Monday night, during its invitation-only awards ceremony at the Ronald Reagan Building and International Trade Center, ATD celebrated individuals and companies that help make the world work better.
Among those recognized were the 2018 Excellence in Practice Award winners—62 awards presented in 16 categories; two ATD One to Watch Award winners, Keith Lillico of Horace Mann Companies and Stacey Young Rivers of Warner Media; ATD Certification Institute Champion Award winner AutoNation; ATD Dissertation Award winner Shinhee Jeong; and Innovation in Talent Development Award winner Tyson Foods.

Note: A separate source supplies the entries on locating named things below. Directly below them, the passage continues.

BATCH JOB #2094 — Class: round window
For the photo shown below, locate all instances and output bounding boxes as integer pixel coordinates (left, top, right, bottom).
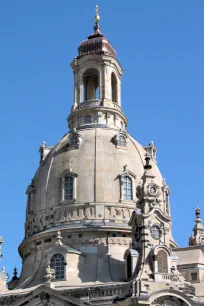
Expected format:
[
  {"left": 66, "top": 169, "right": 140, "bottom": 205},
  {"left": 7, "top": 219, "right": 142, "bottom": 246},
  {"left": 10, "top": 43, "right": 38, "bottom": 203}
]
[
  {"left": 151, "top": 224, "right": 162, "bottom": 240},
  {"left": 149, "top": 184, "right": 158, "bottom": 196},
  {"left": 135, "top": 226, "right": 141, "bottom": 241}
]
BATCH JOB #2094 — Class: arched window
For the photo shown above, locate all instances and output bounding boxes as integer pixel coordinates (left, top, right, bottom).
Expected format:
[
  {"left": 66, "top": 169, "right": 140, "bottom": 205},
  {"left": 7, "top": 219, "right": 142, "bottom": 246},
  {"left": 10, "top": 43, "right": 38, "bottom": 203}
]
[
  {"left": 50, "top": 254, "right": 65, "bottom": 280},
  {"left": 111, "top": 72, "right": 118, "bottom": 103},
  {"left": 123, "top": 176, "right": 132, "bottom": 200},
  {"left": 117, "top": 135, "right": 126, "bottom": 147},
  {"left": 157, "top": 250, "right": 168, "bottom": 274},
  {"left": 127, "top": 254, "right": 132, "bottom": 279},
  {"left": 64, "top": 175, "right": 73, "bottom": 200},
  {"left": 70, "top": 135, "right": 79, "bottom": 146},
  {"left": 151, "top": 224, "right": 162, "bottom": 240},
  {"left": 27, "top": 190, "right": 32, "bottom": 213},
  {"left": 84, "top": 116, "right": 91, "bottom": 124},
  {"left": 165, "top": 192, "right": 169, "bottom": 215},
  {"left": 83, "top": 68, "right": 100, "bottom": 101}
]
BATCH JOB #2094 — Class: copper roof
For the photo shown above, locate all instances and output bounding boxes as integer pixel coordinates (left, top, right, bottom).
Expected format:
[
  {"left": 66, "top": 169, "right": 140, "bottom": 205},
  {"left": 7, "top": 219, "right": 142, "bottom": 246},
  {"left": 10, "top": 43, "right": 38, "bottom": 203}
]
[{"left": 78, "top": 23, "right": 116, "bottom": 57}]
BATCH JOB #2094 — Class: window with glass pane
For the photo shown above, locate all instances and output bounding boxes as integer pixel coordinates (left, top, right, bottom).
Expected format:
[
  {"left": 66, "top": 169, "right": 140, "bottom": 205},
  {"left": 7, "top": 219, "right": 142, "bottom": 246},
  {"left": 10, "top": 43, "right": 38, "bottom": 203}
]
[
  {"left": 151, "top": 225, "right": 161, "bottom": 239},
  {"left": 123, "top": 176, "right": 132, "bottom": 200},
  {"left": 165, "top": 193, "right": 169, "bottom": 215},
  {"left": 118, "top": 135, "right": 126, "bottom": 147},
  {"left": 84, "top": 116, "right": 91, "bottom": 124},
  {"left": 71, "top": 135, "right": 79, "bottom": 146},
  {"left": 157, "top": 250, "right": 168, "bottom": 274},
  {"left": 50, "top": 254, "right": 64, "bottom": 280},
  {"left": 64, "top": 175, "right": 73, "bottom": 200}
]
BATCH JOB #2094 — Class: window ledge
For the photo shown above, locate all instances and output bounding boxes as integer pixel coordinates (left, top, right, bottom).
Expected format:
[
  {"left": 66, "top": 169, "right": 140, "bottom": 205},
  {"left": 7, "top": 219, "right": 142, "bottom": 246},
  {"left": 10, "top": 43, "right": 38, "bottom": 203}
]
[
  {"left": 116, "top": 145, "right": 127, "bottom": 150},
  {"left": 68, "top": 145, "right": 79, "bottom": 151},
  {"left": 60, "top": 199, "right": 76, "bottom": 205}
]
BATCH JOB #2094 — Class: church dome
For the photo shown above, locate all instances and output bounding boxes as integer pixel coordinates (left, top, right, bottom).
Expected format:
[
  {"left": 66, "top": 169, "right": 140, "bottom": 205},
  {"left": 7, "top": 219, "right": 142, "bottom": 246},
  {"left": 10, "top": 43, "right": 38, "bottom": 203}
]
[
  {"left": 26, "top": 127, "right": 162, "bottom": 237},
  {"left": 78, "top": 5, "right": 116, "bottom": 57},
  {"left": 78, "top": 26, "right": 116, "bottom": 57},
  {"left": 19, "top": 7, "right": 173, "bottom": 288}
]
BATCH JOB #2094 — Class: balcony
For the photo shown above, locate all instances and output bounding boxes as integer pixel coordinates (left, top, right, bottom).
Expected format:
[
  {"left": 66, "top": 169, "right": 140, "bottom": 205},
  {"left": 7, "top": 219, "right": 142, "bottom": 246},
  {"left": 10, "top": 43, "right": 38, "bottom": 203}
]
[{"left": 77, "top": 99, "right": 101, "bottom": 109}]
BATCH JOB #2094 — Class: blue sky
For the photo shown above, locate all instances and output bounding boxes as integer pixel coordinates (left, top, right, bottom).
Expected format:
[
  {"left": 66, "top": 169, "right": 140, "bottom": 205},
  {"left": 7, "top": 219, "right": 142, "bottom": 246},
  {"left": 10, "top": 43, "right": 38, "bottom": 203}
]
[{"left": 0, "top": 0, "right": 204, "bottom": 276}]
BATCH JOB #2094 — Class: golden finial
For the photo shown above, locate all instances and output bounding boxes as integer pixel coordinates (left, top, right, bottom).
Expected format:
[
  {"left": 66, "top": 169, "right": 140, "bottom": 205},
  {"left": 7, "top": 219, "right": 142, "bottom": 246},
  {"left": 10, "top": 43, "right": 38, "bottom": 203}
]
[{"left": 94, "top": 5, "right": 100, "bottom": 24}]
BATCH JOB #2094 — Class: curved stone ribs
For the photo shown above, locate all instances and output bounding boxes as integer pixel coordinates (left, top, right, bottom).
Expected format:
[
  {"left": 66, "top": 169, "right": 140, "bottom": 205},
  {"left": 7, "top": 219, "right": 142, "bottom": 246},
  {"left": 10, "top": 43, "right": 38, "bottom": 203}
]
[{"left": 25, "top": 204, "right": 133, "bottom": 238}]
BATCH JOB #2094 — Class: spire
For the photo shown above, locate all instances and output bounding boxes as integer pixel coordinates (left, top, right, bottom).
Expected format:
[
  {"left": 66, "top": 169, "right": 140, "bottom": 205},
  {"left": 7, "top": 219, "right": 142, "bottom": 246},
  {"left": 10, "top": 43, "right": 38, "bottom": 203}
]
[
  {"left": 195, "top": 206, "right": 202, "bottom": 224},
  {"left": 94, "top": 5, "right": 100, "bottom": 25},
  {"left": 189, "top": 206, "right": 204, "bottom": 246},
  {"left": 88, "top": 5, "right": 104, "bottom": 39},
  {"left": 144, "top": 155, "right": 152, "bottom": 170},
  {"left": 12, "top": 267, "right": 18, "bottom": 280},
  {"left": 0, "top": 236, "right": 4, "bottom": 258}
]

Also hailed were Champion of Talent Development Award winner Daniel H. Pink and Distinguished Contribution to Talent Development Award winner Karl Kapp, both lifelong learners. The Champion of Talent Development Award is given to an individual from outside the profession in support of talent development; the Distinguished Contribution to Talent Development Award is awarded in recognition of an exceptional contribution that has had a sustained impact on the profession.
Pink, a best-selling author of six provocative books, explains that “Learning isn’t passive. It’s not something that’s done to people. It’s something people do for themselves.” Rather than expecting to be taught, he continues, “If you adopt a different mindset—that learning is both critical to surviving in the modern workplace and one of the most exhilarating things human beings do—you’ll find yourself on the right path.”

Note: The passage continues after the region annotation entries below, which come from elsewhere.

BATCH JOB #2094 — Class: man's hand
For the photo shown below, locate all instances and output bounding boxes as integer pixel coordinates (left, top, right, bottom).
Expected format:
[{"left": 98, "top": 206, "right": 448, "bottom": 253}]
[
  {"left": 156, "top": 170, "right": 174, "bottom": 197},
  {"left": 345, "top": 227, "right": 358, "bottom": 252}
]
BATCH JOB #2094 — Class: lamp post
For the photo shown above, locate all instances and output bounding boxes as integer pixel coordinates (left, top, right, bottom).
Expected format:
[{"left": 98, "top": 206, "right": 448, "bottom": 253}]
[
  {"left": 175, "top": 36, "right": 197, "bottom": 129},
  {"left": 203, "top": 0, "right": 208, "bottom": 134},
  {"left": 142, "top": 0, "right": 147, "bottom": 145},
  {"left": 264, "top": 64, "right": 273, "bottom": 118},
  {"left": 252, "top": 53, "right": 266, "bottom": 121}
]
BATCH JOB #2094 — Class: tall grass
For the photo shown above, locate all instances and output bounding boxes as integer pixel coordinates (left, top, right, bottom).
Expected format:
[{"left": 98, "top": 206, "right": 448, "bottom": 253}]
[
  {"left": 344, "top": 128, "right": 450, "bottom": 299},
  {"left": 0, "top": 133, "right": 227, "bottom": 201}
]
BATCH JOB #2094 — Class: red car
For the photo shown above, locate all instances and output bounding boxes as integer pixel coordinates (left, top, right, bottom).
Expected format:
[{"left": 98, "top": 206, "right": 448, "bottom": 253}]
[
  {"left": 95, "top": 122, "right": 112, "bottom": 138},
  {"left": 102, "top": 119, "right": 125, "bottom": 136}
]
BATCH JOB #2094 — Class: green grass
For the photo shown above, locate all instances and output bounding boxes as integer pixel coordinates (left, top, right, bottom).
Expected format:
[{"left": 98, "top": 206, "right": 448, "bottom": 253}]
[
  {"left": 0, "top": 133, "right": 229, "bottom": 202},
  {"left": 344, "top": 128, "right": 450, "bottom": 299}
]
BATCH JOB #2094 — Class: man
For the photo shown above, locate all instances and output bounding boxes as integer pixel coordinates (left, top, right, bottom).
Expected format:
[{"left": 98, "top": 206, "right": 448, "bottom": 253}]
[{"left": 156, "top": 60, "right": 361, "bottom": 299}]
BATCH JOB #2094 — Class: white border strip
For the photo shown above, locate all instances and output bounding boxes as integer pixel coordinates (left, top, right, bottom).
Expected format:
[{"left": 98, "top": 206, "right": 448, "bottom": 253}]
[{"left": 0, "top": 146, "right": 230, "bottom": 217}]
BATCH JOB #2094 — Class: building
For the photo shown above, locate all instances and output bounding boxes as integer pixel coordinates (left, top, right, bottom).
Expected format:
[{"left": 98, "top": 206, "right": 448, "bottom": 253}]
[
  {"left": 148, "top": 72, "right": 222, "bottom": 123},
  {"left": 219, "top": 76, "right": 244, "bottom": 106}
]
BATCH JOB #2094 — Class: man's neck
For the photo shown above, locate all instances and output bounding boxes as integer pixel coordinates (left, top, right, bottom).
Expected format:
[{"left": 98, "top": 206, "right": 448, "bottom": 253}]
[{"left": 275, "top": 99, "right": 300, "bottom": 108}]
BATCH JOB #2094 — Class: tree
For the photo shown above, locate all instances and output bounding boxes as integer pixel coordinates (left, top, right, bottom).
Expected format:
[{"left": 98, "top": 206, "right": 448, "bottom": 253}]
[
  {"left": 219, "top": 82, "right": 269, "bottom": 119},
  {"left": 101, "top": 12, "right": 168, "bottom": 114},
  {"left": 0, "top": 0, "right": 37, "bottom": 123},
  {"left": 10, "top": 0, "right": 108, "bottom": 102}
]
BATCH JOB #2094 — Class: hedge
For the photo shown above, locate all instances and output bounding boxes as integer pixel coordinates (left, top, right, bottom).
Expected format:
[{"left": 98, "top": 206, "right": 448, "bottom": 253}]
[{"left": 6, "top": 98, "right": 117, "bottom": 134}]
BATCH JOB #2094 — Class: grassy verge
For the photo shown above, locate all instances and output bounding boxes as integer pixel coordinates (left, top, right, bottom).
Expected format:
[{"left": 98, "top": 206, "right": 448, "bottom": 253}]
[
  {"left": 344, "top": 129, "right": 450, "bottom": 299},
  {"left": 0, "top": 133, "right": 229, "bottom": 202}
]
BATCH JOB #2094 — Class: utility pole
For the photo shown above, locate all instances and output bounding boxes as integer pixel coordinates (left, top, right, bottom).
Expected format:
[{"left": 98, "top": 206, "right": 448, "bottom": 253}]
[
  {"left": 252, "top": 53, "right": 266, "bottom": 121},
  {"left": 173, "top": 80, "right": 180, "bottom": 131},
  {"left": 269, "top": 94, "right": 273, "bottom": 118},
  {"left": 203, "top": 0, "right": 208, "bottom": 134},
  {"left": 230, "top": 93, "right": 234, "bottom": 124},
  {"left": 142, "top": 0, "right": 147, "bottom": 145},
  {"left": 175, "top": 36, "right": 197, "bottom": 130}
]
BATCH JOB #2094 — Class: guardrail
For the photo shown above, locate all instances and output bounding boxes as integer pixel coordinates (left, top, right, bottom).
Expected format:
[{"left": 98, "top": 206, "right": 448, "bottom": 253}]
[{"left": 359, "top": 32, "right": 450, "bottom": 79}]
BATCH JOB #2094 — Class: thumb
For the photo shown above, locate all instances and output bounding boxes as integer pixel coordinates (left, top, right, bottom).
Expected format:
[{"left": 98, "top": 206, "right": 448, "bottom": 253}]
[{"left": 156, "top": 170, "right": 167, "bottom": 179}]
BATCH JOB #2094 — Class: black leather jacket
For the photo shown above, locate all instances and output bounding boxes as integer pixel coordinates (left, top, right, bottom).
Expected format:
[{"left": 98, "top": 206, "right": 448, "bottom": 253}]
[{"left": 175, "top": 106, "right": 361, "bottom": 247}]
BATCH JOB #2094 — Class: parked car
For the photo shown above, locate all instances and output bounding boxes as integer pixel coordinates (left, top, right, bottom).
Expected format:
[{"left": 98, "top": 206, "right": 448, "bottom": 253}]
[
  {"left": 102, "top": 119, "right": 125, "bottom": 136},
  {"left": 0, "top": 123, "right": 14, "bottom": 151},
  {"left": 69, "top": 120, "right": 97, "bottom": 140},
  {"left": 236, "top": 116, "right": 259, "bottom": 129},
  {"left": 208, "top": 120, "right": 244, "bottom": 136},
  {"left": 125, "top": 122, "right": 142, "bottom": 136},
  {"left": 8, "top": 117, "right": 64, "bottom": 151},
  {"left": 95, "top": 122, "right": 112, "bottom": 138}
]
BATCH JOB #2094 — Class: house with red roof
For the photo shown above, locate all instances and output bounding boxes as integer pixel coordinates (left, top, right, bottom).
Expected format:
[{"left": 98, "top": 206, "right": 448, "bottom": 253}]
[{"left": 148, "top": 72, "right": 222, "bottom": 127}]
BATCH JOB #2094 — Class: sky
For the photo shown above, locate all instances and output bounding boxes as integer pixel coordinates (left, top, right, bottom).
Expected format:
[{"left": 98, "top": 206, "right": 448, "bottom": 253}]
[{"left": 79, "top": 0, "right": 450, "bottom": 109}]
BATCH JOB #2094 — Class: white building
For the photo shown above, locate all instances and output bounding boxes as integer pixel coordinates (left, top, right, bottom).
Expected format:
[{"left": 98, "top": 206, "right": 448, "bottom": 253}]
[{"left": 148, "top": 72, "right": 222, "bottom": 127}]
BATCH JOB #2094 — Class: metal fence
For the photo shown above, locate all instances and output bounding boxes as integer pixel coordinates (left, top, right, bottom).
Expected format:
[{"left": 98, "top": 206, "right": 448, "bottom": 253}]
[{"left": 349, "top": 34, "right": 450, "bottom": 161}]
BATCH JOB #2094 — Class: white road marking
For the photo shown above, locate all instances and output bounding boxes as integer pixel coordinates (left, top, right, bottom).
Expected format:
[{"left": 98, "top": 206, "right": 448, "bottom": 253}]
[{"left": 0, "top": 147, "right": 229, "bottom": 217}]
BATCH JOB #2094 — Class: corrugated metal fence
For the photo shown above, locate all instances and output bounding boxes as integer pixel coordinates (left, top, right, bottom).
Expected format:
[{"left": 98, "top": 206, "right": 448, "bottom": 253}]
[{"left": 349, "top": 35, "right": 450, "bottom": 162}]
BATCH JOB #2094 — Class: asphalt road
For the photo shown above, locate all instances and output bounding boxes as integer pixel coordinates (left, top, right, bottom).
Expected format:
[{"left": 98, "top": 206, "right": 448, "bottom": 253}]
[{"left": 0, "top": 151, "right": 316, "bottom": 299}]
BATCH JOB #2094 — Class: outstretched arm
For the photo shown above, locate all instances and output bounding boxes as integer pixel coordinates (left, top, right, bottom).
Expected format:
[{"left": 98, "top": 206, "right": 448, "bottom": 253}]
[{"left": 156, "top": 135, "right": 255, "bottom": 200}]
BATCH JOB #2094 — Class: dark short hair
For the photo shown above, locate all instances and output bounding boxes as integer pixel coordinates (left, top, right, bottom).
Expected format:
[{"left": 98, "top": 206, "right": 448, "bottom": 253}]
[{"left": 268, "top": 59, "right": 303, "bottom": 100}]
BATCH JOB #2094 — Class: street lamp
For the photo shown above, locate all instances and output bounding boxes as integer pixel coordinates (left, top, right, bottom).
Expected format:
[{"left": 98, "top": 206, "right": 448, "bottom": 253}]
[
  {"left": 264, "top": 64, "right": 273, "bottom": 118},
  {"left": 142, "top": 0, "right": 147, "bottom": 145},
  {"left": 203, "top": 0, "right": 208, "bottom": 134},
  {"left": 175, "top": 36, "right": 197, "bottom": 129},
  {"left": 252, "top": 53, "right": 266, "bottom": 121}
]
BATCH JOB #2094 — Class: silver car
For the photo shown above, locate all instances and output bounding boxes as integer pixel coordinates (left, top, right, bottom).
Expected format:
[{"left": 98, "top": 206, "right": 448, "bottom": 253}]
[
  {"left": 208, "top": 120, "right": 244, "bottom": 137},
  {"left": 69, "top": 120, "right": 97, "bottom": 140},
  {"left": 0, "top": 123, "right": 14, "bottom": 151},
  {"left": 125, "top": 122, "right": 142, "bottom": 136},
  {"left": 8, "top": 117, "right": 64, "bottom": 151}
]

Karl Kapp, an instructional technology graduate professor at Bloomsburg University, consultant, author, and entrepreneur, learns much from his students. For example, early on and well before professionals widely utilized blogging, a student introduced Kapp to the practice. As learning professionals began blogging, Kapp said he saw the value and remembered his student, Waleed Jameel, having explained what blogging was about. Today, “Kapp Notes” consistently appears on lists of the top L&D blogs.
Kapp also gives back to his students, introducing them not only to the profession but to the world, such as bringing them to the ATD International Conference and EXPO. His work in the talent development profession extends around the world. “People really are the same everywhere,” he says. “I find internationally that companies and leaders tend to focus on the human aspects of work rather than just the financial or productivity outcomes … I think that’s refreshing.”